Jaxtasuchus was covered with armor plates known as osteoderms. The osteoderms lay on the body in four overlapping longitudinal rows per vertebrae: two middle of paramedian osteoderms (i.e. ones which were adjacent to the midline of the body) and a row on each side sutured lateral to these paramedian rows. Most of the osteoderms were roughly textured by a radiating web of ridges and pits, although they also had a flat, smooth front edge which was thinner than the rest of the plate. The middle of each osteoderm plate had a mound-like prominence covered with small pits. The paramedian osteoderms were generally wider than the lateral ones, and had a higher prominence, the lateral ones were narrower and usually had a rounder lateral margin, with those of the tail being triangular. The osteoderms at the level of the axis vertebra (second cervical) were trapezoidal, while those at the third cervical were broad. The rest of the cervicals had elongated and rectangular osteoderms, with the paramedians being twice as long as they were wide and the lateral osteoderms being three times as long, matching the length of their corresponding underlying vertebra. The dorsal osteoderms were flexed, rather than perfectly flat, and were slightly longer than wide. However, dorsal osteoderms directly in front of the hip were wider than they were long. At the base of the tail, the square-shaped paramedian osteoderms gradually lose their texture while the lateral osteoderms keep theirs. Further down the tail, the paramedian osteoderms become longer and finely pitted, while the lateral osteoderms shrink into triangular structures and then disappear. Small, keeled osteoderms were present on the limbs. Based on the flexed paramedian osteoderms, Jaxtasuchus likely had a more tall and narrow torso than Doswellia, which possessed six medial rows of osteoderms before flexure started to occur.

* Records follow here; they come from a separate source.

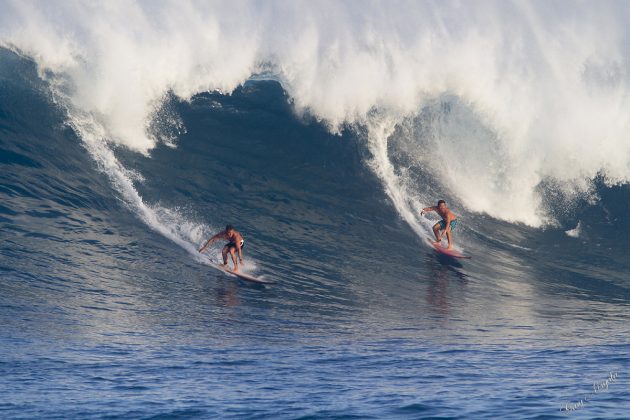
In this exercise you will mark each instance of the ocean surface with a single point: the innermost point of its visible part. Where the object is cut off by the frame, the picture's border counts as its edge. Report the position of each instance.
(107, 310)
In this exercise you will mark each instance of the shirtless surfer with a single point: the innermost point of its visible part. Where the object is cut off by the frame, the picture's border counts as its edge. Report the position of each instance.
(235, 245)
(447, 224)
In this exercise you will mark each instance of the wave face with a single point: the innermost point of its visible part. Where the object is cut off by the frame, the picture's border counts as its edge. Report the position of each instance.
(130, 132)
(540, 91)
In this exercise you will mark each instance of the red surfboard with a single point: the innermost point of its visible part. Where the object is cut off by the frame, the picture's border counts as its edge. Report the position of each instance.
(449, 252)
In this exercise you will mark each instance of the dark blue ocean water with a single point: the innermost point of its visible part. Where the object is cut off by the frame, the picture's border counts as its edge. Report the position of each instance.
(103, 316)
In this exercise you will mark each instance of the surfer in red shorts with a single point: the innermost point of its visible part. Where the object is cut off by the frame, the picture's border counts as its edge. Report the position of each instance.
(447, 224)
(234, 246)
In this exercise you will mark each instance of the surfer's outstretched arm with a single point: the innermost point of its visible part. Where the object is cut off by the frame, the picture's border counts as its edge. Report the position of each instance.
(427, 210)
(210, 241)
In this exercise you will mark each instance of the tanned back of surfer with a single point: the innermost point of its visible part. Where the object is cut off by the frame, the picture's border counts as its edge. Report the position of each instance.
(234, 246)
(447, 224)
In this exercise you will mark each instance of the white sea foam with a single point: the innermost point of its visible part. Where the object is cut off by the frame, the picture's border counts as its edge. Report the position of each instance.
(541, 89)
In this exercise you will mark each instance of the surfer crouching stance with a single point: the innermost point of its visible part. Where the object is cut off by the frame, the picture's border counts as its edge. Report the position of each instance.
(447, 224)
(235, 245)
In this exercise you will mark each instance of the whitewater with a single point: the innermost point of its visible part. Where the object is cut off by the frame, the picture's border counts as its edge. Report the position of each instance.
(130, 132)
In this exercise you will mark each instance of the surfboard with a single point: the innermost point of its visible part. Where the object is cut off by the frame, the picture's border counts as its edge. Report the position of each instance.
(240, 275)
(448, 252)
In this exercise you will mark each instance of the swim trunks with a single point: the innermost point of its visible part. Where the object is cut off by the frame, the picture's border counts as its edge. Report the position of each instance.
(232, 244)
(443, 224)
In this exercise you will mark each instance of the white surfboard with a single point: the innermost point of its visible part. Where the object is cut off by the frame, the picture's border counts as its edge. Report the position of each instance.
(241, 275)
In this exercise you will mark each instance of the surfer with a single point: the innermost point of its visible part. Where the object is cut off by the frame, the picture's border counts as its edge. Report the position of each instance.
(234, 246)
(447, 224)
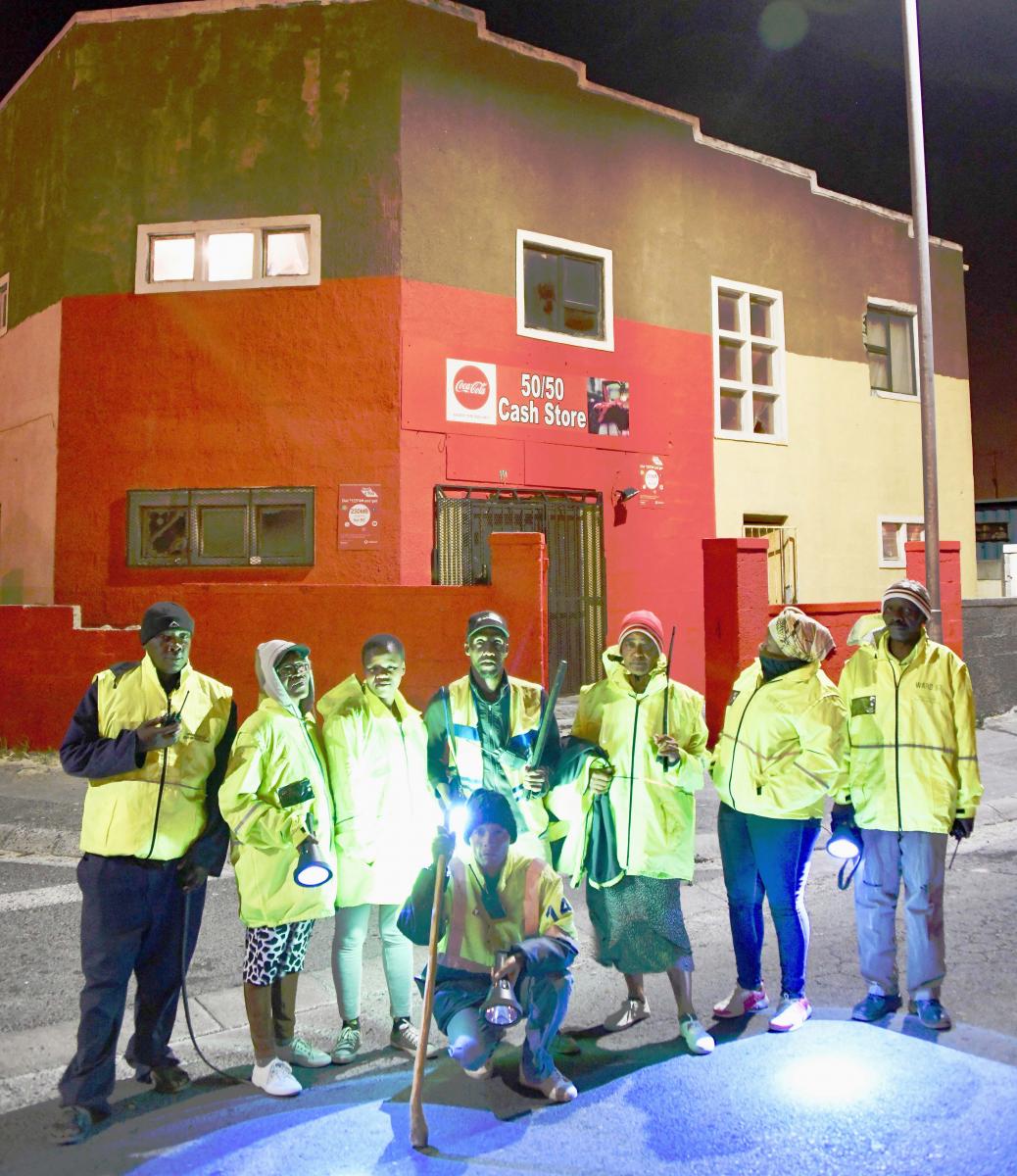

Despite the heavy armor of the torso, the limb bones of Jaxtasuchus were fairly small and slender, with the hindlimbs longer than the forelimbs. The bones of the forelimb were slender and unspecialized, similar to those of Euparkeria rather than the robust structures of Erythrosuchus. The metacarpals were long and slender, but the hand was not complete enough to come to specific conclusions on its structure. The hindlimbs were also typical of generalized early archosauriforms, and the femur (thigh bone) had an apparent fourth trochanter. The metatarsals were also similar to those of Euparkeria.

==Phylogeny==
Cladogram after Schoch & Sues, 2013:

== Paleobiology ==
Fossils of Jaxtasuchus in Vellberg come from mudstones that were most likely deposited in brackish-water lakes or marshes. Because its fossils are common, they were probably not swept into aquatic environments from terrestrial areas. Jaxtasuchus was probably semiaquatic like modern crocodilians and resembled them in having heavy armor, short limbs, and a long tail. Sharp teeth suggest that Jaxtasuchus was most likely carnivorous. Aquatic temnospondyl amphibians such as Callistomordax, Kupferzellia, and Mastodonsaurus are common components of the fossil assemblage. Fossils of bivalves and ostracode crustaceans in these deposits provide evidence of fluctuating salinity levels over time, with most fossil vertebrates are found in layers corresponding to low salinity.